Dans le salon comme partout dans la maison, l'ordre imposait sa loi. Les traces de doigt n'étaient pas tolérées sur le verre fumé de la table basse. La poussière ne trouvait aucun refuge dans les recoins et sous les meubles. Ici, on traquait même les ombres quand elles ne s'accordaient pas à la lumière. La petite fille sage savait cela. L'importance éternelle de l'ordre pour que le monde ne fasse pas naufrage. Maman le disait et le redisait. Papa le rappelait chaque soir, après qu'il avait soigneusement replié les pages du Figaro. L'ordre était la pierre angulaire de tout édifice, sa préservation un devoir élémentaire.

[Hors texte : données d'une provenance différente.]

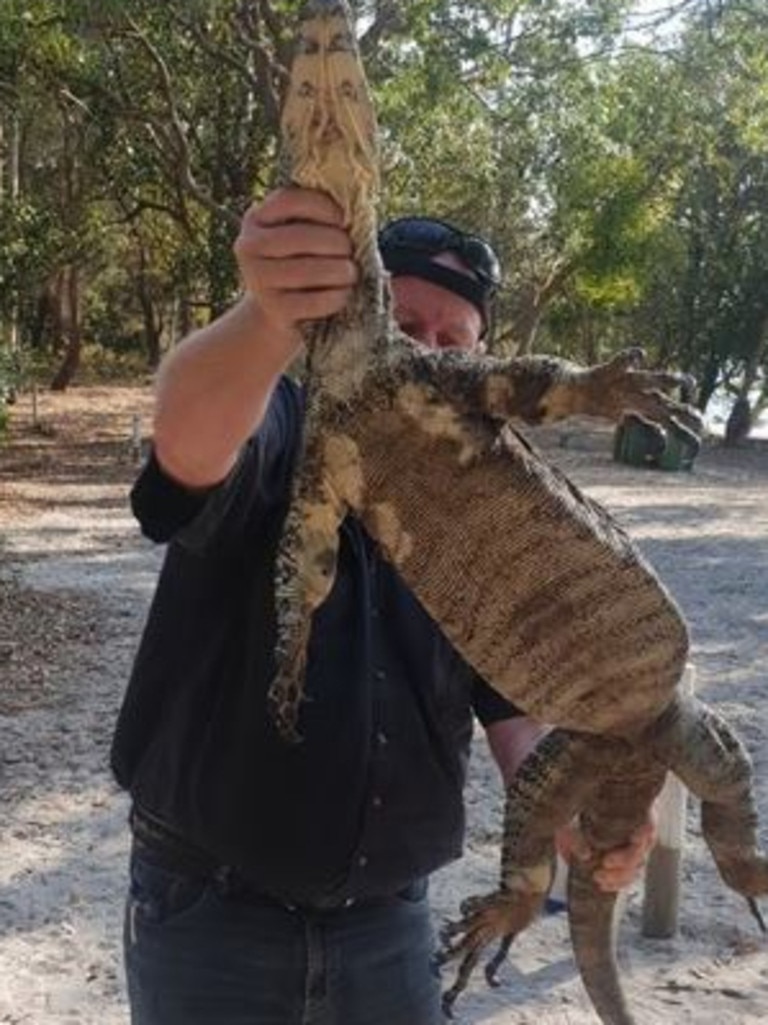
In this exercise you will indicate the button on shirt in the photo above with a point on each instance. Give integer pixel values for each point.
(371, 797)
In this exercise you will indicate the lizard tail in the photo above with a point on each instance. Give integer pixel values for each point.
(593, 919)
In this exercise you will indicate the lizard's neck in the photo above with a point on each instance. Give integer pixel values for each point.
(340, 352)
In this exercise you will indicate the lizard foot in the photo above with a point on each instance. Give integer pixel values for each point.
(500, 915)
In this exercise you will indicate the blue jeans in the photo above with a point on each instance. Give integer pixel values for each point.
(197, 954)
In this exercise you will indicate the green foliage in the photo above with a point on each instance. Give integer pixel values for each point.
(623, 186)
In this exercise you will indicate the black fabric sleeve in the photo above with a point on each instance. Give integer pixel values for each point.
(167, 510)
(488, 704)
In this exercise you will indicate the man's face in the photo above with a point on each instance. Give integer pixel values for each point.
(434, 316)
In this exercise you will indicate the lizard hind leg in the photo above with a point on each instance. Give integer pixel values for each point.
(708, 756)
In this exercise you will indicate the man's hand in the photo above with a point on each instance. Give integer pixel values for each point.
(295, 258)
(618, 867)
(618, 386)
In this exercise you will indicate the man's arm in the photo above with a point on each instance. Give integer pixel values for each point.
(511, 740)
(212, 391)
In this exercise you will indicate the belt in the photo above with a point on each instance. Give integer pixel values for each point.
(163, 847)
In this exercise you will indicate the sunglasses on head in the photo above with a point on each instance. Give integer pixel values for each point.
(429, 236)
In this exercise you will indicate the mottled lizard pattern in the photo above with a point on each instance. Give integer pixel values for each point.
(534, 583)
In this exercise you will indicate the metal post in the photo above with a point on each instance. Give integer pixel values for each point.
(662, 874)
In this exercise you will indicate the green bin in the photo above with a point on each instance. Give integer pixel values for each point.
(639, 444)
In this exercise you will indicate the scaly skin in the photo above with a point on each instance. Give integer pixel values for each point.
(533, 583)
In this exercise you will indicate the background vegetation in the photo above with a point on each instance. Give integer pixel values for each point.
(615, 154)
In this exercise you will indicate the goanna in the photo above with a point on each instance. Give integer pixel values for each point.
(532, 582)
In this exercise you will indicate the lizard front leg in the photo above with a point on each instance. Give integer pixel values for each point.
(304, 577)
(543, 388)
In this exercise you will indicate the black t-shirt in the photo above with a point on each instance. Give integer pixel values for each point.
(371, 797)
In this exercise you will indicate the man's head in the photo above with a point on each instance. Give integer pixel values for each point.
(442, 281)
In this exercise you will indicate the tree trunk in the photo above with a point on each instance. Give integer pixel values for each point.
(153, 321)
(69, 316)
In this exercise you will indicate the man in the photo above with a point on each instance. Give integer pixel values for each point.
(272, 883)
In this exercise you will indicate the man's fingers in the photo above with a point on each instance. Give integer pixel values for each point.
(290, 204)
(306, 273)
(309, 305)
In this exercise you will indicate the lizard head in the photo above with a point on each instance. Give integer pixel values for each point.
(328, 125)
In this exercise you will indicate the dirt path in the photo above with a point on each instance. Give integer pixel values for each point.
(75, 580)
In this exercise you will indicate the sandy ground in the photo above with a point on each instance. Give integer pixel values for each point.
(75, 579)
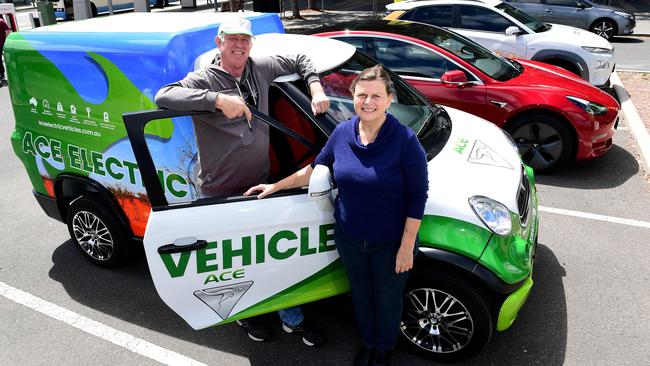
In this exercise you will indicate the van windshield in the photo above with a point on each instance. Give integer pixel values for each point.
(431, 123)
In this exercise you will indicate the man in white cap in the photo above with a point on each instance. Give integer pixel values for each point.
(233, 146)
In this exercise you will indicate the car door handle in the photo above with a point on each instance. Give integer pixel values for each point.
(183, 245)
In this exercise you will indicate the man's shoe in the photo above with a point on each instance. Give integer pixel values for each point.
(382, 358)
(364, 357)
(310, 337)
(256, 330)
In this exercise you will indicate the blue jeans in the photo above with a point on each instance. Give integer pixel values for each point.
(292, 316)
(377, 291)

La petite fille sage maîtrisait les rebonds de sa balle. Ils battaient une immuable mesure, comme le métronome de la voisine occupée à ses gammes, comme la pendulette aux danseuses dans le manège des minutes et des heures. Mais un oiseau passa devant le rideau de la fenêtre. Un oiseau ou un rayon de soleil surgi d'un nuage épais. Comment savoir ? Le souvenir est si ancien. La petite fille sage se laissa distraire. Eut un geste maladroit. La balle s'échappa, rebondit plus fort. Et. Oh ! Le vase de maman tomba de la commode, se brisa. Le calme aussitôt chavira. Le silence après la chute se mit à sentir la mort. Une gifle puis une autre claquèrent. La mère déjà s'en retournait à son ouvrage, sans un mot, sans un cri. Il n'y avait rien à dire, rien à crier. L'irréparable se passe de commentaires. Le vase de maman avait été le vase de mémé. Et de la mémé d'avant. Et de celle d'avant encore. Une relique. Une relique profanée. Un jour, la mère l'attendait, le préparait, la petite fille sage paierait. Le prix fort.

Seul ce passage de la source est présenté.